25.71 41.62 49.23 48.82 56.97 69.78
[1] 10.8998
summary(x1-x2); sd(x1-x2) # same as d
Min. 1st Qu. Median Mean 3rd Qu. Max.
-4.263 -2.716 -1.943 -2.075 -1.286 0.636
[1] 1.035901
Inappropriate pooled 2-sample t test. Note use of the parameter var.eq=T
to get
the pooled test (assuming variances of $X_1$ and $X_2$ are equal).
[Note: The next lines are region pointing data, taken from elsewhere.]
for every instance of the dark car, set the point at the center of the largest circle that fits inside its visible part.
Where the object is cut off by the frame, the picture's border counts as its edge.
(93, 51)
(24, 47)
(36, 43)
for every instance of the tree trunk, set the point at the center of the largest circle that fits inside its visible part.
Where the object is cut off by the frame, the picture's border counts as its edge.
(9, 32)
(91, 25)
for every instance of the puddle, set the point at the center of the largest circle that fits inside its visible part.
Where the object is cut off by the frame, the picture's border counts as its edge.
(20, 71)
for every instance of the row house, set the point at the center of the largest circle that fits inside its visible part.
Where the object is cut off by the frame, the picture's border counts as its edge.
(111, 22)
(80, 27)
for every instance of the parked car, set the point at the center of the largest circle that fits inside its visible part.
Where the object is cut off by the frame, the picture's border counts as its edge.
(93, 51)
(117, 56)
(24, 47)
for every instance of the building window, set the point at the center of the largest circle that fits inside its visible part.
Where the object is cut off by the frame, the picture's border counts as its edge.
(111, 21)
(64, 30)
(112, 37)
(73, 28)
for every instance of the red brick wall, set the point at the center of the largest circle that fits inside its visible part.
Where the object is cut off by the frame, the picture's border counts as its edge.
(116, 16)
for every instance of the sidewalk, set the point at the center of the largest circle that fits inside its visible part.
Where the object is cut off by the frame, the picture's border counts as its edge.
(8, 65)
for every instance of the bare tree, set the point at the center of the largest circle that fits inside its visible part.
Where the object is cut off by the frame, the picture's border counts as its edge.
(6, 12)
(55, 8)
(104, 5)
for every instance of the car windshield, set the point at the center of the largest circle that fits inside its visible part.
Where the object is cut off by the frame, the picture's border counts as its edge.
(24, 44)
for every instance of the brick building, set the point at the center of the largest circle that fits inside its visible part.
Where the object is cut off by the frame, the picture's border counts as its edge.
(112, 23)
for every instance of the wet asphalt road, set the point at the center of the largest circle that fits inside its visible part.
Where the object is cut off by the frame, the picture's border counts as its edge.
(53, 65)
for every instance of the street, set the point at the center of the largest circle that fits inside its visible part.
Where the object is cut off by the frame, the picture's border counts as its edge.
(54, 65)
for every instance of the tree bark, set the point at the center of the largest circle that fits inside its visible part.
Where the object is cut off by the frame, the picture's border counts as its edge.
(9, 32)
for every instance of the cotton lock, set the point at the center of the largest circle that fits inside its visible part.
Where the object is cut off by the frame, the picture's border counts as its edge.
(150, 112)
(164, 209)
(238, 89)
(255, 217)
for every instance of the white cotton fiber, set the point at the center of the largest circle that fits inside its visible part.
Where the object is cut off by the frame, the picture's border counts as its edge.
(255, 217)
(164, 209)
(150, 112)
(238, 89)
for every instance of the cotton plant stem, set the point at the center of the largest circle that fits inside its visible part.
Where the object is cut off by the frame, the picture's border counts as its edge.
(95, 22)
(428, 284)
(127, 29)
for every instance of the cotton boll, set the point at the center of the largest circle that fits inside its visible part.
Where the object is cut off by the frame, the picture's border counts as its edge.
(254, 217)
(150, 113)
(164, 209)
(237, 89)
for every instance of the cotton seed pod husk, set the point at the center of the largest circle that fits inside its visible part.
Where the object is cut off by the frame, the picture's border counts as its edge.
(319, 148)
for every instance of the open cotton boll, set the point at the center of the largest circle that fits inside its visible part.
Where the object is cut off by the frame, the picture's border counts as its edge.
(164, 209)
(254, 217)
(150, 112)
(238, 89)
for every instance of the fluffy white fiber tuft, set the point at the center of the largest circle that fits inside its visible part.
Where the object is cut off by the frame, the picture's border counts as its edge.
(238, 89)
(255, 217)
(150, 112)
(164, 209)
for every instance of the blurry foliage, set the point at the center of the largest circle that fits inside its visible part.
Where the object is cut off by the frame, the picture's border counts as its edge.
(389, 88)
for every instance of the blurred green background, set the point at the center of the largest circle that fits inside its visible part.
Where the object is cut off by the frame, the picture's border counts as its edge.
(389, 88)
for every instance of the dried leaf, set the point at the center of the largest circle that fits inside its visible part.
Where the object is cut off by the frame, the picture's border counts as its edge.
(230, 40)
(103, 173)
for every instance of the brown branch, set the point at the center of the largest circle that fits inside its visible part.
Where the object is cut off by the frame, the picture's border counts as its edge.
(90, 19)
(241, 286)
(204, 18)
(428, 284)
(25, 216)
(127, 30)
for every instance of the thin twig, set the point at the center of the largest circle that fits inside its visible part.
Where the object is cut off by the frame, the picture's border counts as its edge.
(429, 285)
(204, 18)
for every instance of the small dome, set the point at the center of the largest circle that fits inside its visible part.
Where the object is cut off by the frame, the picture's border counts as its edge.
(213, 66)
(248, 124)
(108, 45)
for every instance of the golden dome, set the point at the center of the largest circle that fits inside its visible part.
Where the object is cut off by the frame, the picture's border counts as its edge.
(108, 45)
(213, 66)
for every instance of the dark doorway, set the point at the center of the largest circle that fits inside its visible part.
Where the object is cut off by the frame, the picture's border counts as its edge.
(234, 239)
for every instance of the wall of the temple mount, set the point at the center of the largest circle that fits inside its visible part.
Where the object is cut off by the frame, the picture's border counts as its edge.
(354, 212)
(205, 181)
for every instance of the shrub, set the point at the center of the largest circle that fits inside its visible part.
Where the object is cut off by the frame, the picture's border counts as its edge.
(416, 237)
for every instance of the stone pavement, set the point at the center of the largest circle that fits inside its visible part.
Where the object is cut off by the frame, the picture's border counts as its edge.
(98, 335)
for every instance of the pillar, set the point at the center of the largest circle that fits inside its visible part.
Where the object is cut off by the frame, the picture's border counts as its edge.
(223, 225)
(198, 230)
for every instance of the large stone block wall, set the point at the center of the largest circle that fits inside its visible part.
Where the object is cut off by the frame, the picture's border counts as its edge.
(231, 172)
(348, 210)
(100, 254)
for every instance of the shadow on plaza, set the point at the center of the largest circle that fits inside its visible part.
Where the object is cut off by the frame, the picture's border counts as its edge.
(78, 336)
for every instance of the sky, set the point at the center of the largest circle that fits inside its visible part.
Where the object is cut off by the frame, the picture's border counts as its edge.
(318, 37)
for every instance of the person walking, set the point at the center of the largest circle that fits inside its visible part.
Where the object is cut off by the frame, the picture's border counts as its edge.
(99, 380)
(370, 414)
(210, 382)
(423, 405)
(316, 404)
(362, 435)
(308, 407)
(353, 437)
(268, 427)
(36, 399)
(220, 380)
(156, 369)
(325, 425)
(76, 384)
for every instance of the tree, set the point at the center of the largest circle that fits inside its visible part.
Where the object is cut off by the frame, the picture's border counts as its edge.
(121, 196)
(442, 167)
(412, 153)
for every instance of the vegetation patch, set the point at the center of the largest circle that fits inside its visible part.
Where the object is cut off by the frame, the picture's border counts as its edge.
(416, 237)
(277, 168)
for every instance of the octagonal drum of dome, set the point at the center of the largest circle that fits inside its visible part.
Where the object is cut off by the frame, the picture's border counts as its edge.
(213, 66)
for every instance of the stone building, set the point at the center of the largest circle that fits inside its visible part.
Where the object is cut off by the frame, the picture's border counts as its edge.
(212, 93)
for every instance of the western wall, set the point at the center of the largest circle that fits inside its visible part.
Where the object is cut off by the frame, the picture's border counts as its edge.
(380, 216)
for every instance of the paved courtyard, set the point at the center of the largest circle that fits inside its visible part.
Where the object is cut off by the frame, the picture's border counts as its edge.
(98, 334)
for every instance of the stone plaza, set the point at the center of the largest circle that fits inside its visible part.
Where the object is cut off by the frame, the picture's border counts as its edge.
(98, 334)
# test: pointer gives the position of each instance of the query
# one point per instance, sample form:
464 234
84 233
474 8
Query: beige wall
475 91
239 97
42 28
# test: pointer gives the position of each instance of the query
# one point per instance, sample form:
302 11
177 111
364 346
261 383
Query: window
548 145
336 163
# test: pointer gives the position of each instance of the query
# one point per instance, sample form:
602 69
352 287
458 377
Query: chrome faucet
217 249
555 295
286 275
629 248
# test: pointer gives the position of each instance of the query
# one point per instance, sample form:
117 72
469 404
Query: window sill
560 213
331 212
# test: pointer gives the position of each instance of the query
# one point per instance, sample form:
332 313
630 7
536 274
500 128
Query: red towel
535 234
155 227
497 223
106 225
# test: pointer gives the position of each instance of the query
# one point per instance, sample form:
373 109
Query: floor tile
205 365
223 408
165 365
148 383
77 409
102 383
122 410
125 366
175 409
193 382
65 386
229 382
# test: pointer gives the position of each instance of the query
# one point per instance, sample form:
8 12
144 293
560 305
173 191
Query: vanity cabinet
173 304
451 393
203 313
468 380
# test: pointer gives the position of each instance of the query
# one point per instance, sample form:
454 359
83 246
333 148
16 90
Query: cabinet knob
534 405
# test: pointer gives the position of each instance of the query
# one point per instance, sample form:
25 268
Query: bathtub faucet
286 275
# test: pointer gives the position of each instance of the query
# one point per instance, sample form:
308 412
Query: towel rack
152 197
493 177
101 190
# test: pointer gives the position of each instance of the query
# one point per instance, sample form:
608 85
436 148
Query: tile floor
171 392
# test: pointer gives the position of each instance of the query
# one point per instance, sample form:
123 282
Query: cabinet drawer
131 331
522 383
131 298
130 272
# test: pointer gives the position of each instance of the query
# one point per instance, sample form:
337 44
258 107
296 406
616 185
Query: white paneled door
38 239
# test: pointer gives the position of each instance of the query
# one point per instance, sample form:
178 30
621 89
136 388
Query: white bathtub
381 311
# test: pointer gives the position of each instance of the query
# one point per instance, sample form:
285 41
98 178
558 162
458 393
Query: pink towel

Having ignored pairing, this test does not give a significant result.
t.test(x1, x2, var.eq=T)
Two Sample t-test
data: x1 and x2
t = -0.94497, df = 98, p-value = 0.347
alternative hypothesis: true difference in means is not equal to 0
95 percent confidence interval:
-6.433605 2.282937
sample estimates:
mean of x mean of y
46.74926 48.82460
Appropriate paired test: Now notice that the hightly significant paired t test gives essentially the same
output as a one-sample t test on the differences $D_i.$
t.test(x1, x2, pair=T)
Paired t-test
data: x1 and x2
t = -14.166, df = 49, p-value < 2.2e-16
alternative hypothesis: true difference in means is not equal to 0
95 percent confidence interval:
-2.369734 -1.780934
sample estimates:
mean of the differences
-2.075334
sample estimates:
mean of x mean of y
46.74926 48.82460
The nice mathematical Answer of @LucasPrates (+1) shows the importance of the covariance between $X_1$ and $X_2$ in this discussion. The covariance in the numerator of the correlation. In paired data, there is often a positive correlation between $X_1$ and $X_2.$ If you have two independent samples (of equal size) the correlation between their (unsorted) observations should be essentially $0.$ For my fake data $r = 0.9957.$
cor(x1,x2)
[1] 0.9956583
A scatterplot of these two samples illustrates the correlation (linear
association). That almost all of the points lie on one side of the $45^o$ line suggests that the paired test result may show a highly significant result.